Beckermann: I like the way he tells that story. The tent is the black box. He says they went in the tent and nobody knew what the others had done. In the film and in the book, the forbidden is always there, and the forbidden makes it more exciting: “Beware, someone could come” or “Don’t tell it to anybody.” All this is what is in the black box. So the hors-champ, what happens out of frame, is part of the suspense. I’m not in the frame, so I’m also hors-champ in the film, which means in the fantasy of the spectator, they don’t know how this woman looks.

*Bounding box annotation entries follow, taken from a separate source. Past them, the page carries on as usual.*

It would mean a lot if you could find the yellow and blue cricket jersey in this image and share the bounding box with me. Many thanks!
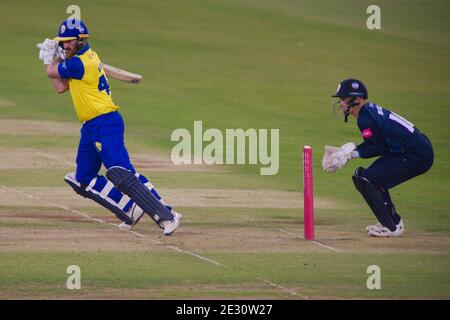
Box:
[58,44,119,122]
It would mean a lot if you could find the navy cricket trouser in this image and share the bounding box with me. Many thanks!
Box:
[363,144,434,190]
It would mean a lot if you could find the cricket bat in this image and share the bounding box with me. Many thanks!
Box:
[103,63,143,83]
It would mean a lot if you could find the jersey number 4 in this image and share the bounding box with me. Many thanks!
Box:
[98,74,111,95]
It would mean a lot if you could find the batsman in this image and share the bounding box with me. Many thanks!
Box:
[322,78,434,237]
[37,19,182,236]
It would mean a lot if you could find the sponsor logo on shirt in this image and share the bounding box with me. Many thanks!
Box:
[362,128,373,139]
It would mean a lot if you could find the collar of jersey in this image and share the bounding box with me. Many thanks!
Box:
[77,43,91,56]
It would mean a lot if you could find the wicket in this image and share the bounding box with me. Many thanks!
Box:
[303,146,314,240]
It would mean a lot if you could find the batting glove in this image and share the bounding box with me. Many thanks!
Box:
[36,39,57,65]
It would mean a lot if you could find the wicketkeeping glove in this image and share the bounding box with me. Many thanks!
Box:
[322,142,357,172]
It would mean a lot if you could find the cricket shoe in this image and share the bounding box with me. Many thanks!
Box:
[368,220,405,238]
[118,203,144,230]
[366,223,383,232]
[160,210,183,236]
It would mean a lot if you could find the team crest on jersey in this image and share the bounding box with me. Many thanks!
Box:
[362,128,373,139]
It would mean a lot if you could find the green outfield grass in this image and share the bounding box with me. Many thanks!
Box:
[0,0,450,299]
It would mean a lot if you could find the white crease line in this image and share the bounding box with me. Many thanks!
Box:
[256,278,309,299]
[1,185,220,266]
[36,152,77,167]
[167,246,220,266]
[280,229,342,252]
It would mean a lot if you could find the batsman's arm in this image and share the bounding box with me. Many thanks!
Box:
[45,59,69,93]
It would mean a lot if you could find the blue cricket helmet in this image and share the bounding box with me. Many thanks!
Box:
[53,19,89,42]
[332,78,368,99]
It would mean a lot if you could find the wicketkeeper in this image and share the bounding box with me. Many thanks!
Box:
[37,19,181,236]
[322,78,434,237]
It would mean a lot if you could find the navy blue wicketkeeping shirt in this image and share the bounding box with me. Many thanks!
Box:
[356,102,429,158]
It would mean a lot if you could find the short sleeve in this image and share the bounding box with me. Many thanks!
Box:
[58,57,84,80]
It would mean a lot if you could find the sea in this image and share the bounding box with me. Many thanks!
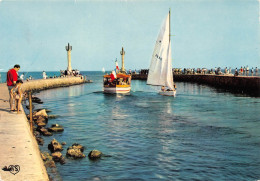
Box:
[2,71,260,181]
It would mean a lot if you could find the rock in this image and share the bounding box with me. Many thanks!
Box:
[42,131,53,136]
[60,157,66,165]
[72,143,84,152]
[88,150,102,160]
[36,137,44,145]
[51,152,62,162]
[41,153,47,161]
[41,152,56,168]
[48,124,64,132]
[32,97,43,104]
[35,116,48,127]
[61,141,67,145]
[25,105,35,110]
[66,143,86,158]
[36,116,48,122]
[35,108,51,113]
[33,131,41,137]
[48,139,63,153]
[66,149,86,158]
[36,121,46,127]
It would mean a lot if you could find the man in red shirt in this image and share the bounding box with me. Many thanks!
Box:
[6,65,20,111]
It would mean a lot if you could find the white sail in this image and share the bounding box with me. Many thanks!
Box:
[147,14,173,89]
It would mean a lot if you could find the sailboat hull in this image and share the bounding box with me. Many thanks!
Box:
[159,90,176,97]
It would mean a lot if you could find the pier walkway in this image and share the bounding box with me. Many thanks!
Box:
[0,83,48,181]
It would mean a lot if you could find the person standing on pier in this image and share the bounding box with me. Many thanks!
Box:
[42,71,47,79]
[6,64,20,111]
[251,67,254,76]
[246,65,249,76]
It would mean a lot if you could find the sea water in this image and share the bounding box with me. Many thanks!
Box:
[5,72,260,181]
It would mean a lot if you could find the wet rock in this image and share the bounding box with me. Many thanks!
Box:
[44,160,56,168]
[35,116,48,127]
[33,130,41,137]
[48,115,59,119]
[25,105,35,110]
[36,121,47,127]
[33,109,48,118]
[72,143,84,152]
[36,137,44,145]
[32,96,43,104]
[48,124,64,132]
[35,108,51,113]
[37,126,53,136]
[60,157,66,165]
[51,152,62,162]
[48,139,63,153]
[88,150,102,160]
[66,143,86,158]
[41,152,56,168]
[41,153,47,161]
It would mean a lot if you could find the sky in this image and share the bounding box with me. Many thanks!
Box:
[0,0,260,71]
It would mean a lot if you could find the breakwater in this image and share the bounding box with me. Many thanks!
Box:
[132,74,260,97]
[22,77,86,91]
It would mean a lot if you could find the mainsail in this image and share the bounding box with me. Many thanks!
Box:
[147,14,173,90]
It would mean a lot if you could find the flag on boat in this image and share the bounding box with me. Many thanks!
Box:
[116,59,119,71]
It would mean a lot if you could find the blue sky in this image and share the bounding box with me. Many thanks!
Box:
[0,0,260,71]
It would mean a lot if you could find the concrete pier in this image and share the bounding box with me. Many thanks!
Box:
[132,74,260,97]
[0,83,49,181]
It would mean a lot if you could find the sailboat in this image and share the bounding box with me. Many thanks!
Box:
[103,47,131,94]
[147,11,176,96]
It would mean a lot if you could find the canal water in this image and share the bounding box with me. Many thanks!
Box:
[14,72,260,181]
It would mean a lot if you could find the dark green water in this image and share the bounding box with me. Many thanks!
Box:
[20,72,260,181]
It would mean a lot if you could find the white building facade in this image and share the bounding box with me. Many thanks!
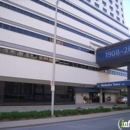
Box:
[0,0,130,105]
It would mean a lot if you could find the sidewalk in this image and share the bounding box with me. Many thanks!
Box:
[0,110,130,129]
[0,103,127,112]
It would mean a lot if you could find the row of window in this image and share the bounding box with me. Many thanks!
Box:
[56,0,129,37]
[105,70,127,77]
[30,0,122,41]
[0,48,127,77]
[32,0,129,40]
[78,0,128,30]
[0,23,94,54]
[87,0,122,5]
[0,0,110,45]
[90,1,124,24]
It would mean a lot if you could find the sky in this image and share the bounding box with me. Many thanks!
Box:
[123,0,130,34]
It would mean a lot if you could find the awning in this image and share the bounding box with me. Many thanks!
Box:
[97,80,130,88]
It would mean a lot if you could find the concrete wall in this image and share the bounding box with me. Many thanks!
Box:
[105,93,119,102]
[75,93,89,104]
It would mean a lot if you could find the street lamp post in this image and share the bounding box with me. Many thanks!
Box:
[51,0,60,116]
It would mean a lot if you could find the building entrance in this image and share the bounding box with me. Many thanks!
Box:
[0,82,75,105]
[89,92,99,102]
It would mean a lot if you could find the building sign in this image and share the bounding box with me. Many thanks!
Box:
[97,80,130,88]
[97,43,130,62]
[96,39,130,69]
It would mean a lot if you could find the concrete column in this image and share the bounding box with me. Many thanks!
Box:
[100,88,102,103]
[0,81,4,104]
[127,62,130,106]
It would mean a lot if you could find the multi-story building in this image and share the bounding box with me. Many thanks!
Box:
[0,0,130,105]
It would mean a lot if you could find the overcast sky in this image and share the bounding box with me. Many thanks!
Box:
[123,0,130,34]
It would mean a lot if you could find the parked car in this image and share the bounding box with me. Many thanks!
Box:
[116,97,127,103]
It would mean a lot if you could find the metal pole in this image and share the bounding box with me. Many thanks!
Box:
[100,88,102,103]
[127,62,130,106]
[51,0,60,116]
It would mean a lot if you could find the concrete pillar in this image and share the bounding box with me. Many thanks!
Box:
[0,81,4,104]
[100,88,102,103]
[127,62,130,106]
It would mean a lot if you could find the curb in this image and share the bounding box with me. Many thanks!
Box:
[0,110,130,129]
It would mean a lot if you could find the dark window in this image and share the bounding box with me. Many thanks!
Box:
[103,8,107,12]
[0,23,2,28]
[3,24,9,30]
[17,28,23,33]
[116,10,119,15]
[102,1,107,6]
[23,30,29,35]
[87,0,91,2]
[74,63,78,67]
[36,34,41,38]
[4,4,10,9]
[95,3,99,8]
[10,26,17,32]
[9,50,16,55]
[41,36,47,40]
[30,32,35,37]
[2,48,9,54]
[116,17,120,21]
[0,2,3,6]
[109,0,112,4]
[110,12,114,17]
[115,4,119,9]
[11,6,17,11]
[109,6,113,11]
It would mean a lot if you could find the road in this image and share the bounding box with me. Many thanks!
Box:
[5,113,130,130]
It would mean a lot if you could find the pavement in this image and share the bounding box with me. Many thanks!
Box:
[6,112,130,130]
[0,104,130,130]
[0,103,127,112]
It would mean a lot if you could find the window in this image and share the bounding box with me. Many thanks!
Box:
[38,56,43,60]
[49,58,53,62]
[102,1,107,6]
[116,10,119,15]
[43,56,49,61]
[2,48,9,54]
[10,26,17,32]
[109,6,113,11]
[110,12,114,17]
[115,4,119,9]
[17,28,23,33]
[24,53,30,58]
[3,24,9,30]
[23,30,29,35]
[87,0,91,2]
[116,17,120,21]
[103,8,107,13]
[109,0,112,4]
[17,52,24,57]
[9,50,16,55]
[95,3,99,8]
[0,23,2,28]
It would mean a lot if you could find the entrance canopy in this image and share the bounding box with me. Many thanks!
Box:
[97,80,130,88]
[96,39,130,69]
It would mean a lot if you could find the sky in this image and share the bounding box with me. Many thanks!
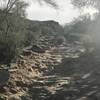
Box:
[27,0,97,25]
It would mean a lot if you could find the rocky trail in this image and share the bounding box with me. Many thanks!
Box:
[0,44,100,100]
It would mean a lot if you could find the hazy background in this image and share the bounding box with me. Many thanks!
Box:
[27,0,97,25]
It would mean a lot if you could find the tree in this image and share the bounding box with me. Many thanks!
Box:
[0,0,27,63]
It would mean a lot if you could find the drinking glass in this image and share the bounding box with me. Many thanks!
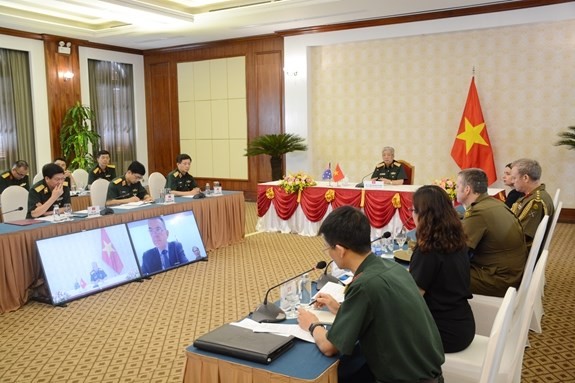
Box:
[64,203,72,219]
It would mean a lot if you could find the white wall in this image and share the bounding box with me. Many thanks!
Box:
[0,35,52,172]
[284,3,575,207]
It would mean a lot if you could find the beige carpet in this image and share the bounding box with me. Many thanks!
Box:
[0,203,575,383]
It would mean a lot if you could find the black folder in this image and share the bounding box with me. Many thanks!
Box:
[194,324,294,364]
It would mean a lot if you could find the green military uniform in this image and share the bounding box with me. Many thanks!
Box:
[166,169,198,191]
[88,165,116,185]
[327,254,444,382]
[106,176,148,201]
[462,193,527,297]
[28,179,71,217]
[511,184,555,245]
[0,170,30,194]
[371,161,407,181]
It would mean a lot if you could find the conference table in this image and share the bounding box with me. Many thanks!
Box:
[256,181,505,238]
[0,191,245,314]
[183,321,338,383]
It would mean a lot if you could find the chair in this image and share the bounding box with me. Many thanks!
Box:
[90,177,110,208]
[396,160,415,185]
[0,185,28,222]
[72,169,88,189]
[441,287,517,383]
[469,215,549,336]
[148,172,166,202]
[529,201,563,333]
[30,172,44,187]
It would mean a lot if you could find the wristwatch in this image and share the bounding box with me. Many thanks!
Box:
[307,322,325,336]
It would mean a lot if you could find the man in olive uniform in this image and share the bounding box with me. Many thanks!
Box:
[88,150,116,185]
[28,163,70,218]
[0,160,30,194]
[166,153,200,196]
[457,168,527,297]
[371,146,407,185]
[106,161,152,206]
[511,158,555,247]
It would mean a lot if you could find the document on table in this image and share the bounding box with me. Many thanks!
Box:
[230,318,315,343]
[312,282,345,303]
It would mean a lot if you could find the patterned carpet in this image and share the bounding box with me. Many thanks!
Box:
[0,203,575,383]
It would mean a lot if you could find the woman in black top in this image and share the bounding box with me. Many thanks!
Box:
[409,185,475,352]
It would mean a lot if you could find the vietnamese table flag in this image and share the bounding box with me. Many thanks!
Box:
[333,164,345,182]
[451,77,497,185]
[101,229,124,274]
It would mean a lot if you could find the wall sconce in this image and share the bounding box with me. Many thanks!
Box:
[62,71,74,81]
[58,41,72,55]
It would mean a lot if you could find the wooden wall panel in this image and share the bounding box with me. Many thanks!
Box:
[144,36,284,200]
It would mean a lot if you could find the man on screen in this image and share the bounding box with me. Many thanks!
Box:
[142,217,188,275]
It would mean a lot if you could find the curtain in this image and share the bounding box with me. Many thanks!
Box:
[0,49,36,177]
[88,60,136,176]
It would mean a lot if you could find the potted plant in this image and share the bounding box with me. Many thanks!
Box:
[60,101,100,170]
[245,133,307,180]
[555,126,575,149]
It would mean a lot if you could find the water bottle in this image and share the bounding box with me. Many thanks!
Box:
[53,205,60,222]
[299,273,311,305]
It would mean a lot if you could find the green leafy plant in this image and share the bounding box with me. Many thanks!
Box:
[245,133,307,180]
[555,126,575,150]
[60,101,100,170]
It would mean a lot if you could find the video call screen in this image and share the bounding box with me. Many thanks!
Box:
[36,224,141,304]
[127,211,208,276]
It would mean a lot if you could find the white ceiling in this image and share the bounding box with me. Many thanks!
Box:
[0,0,517,50]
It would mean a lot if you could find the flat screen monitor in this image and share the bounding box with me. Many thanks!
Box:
[127,211,208,276]
[36,224,141,305]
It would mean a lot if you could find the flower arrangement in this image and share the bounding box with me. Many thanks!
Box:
[433,178,457,201]
[280,172,317,194]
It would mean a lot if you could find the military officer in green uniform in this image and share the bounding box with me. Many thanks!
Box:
[28,163,70,218]
[457,168,527,297]
[106,161,152,206]
[511,158,555,247]
[371,146,407,185]
[0,160,30,194]
[88,150,116,185]
[166,153,200,196]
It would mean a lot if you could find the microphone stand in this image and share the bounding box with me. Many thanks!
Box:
[252,261,326,323]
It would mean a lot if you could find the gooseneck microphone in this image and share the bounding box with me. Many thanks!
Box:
[2,206,24,214]
[252,261,327,323]
[355,171,373,188]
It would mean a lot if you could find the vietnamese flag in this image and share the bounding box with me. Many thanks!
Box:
[333,164,345,182]
[451,77,497,185]
[101,229,124,274]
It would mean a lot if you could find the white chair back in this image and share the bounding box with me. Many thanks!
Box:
[72,169,88,189]
[498,250,549,383]
[148,172,166,200]
[30,172,44,187]
[0,186,28,222]
[90,178,110,208]
[441,287,517,383]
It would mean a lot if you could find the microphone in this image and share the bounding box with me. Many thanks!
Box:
[252,261,327,323]
[355,172,373,188]
[315,260,341,290]
[2,206,24,214]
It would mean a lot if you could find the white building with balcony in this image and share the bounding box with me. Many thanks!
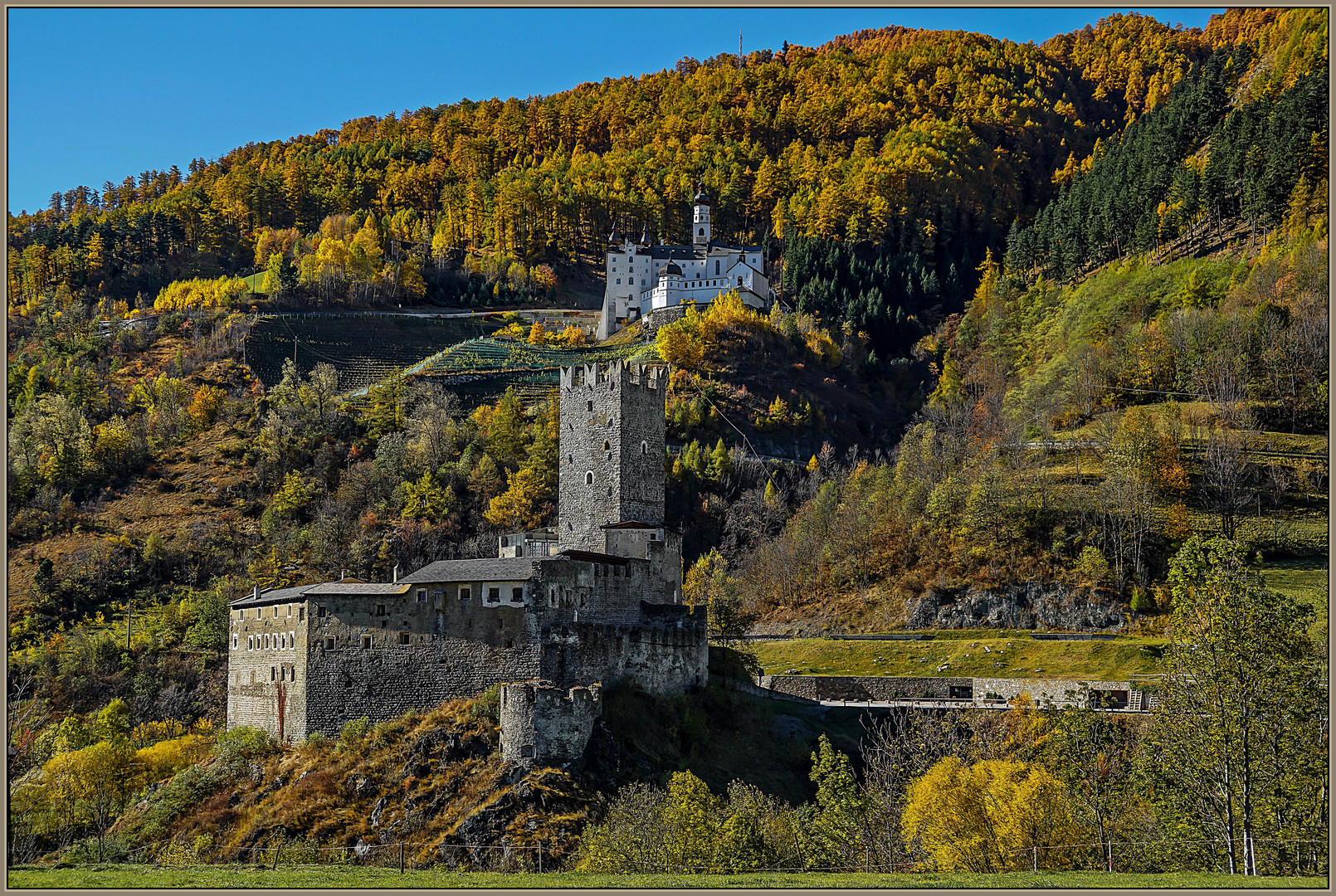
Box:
[598,188,775,339]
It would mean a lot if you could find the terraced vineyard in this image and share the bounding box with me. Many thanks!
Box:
[246,313,501,390]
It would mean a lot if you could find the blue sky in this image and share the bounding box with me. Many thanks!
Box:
[7,7,1222,212]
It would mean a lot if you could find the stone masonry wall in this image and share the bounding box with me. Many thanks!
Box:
[500,681,602,767]
[541,607,709,694]
[227,602,309,740]
[298,582,539,736]
[536,557,657,625]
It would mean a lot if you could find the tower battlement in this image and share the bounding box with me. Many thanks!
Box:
[561,361,668,394]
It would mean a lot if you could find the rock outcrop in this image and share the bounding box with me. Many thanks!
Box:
[904,581,1126,631]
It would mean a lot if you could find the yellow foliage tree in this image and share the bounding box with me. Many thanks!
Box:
[900,756,1086,874]
[187,386,227,427]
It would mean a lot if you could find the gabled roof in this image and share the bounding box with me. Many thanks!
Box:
[399,557,534,585]
[553,548,642,566]
[306,578,409,594]
[228,585,310,609]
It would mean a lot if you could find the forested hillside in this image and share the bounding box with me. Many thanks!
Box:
[7,9,1329,865]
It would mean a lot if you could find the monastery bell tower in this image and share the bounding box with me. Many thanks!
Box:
[690,183,709,246]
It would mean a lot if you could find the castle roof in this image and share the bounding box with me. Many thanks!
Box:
[228,578,409,611]
[399,557,533,585]
[598,519,681,535]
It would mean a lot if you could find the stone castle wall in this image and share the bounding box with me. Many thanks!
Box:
[227,601,309,740]
[541,607,709,694]
[500,681,602,767]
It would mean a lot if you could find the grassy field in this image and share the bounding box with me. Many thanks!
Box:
[1261,554,1331,629]
[8,865,1327,889]
[755,629,1165,681]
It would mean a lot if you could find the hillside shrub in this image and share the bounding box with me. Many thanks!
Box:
[214,725,278,761]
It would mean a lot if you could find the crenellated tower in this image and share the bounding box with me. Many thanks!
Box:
[557,361,668,553]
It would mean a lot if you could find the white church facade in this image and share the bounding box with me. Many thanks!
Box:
[598,187,773,339]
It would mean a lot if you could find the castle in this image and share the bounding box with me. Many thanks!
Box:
[227,362,708,761]
[598,186,773,339]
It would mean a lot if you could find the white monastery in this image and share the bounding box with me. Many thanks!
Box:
[598,186,773,339]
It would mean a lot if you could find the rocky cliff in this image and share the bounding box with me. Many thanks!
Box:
[904,581,1126,631]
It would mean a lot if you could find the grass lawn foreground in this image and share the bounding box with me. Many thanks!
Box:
[8,864,1327,889]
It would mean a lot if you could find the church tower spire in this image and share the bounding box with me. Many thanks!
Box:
[690,182,709,246]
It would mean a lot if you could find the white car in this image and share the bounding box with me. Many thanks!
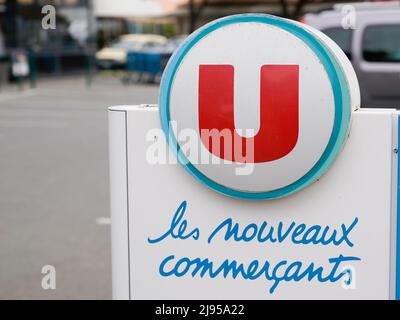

Scope: Is that why you waited until the end of the film to include a scene in which you are heard reading a passage from the book?
Beckermann: I think it’s only interesting in the end of the film, after you had so many men reading. And it changes the text when a woman reads it. It’s interesting to watch a man listening. Again, it’s a reversal of the situation—just like the couch, of course, is a reversal of the power situation that normally takes place when an actress is sitting on a casting couch.
Scope: Several interesting reversals occur in that scene. He only agrees to participate if he can read a woman’s part.
Beckermann: And how he reads it! At first he refuses, and then he’s really into it. This is a good end. Like the culmination, the orgasm!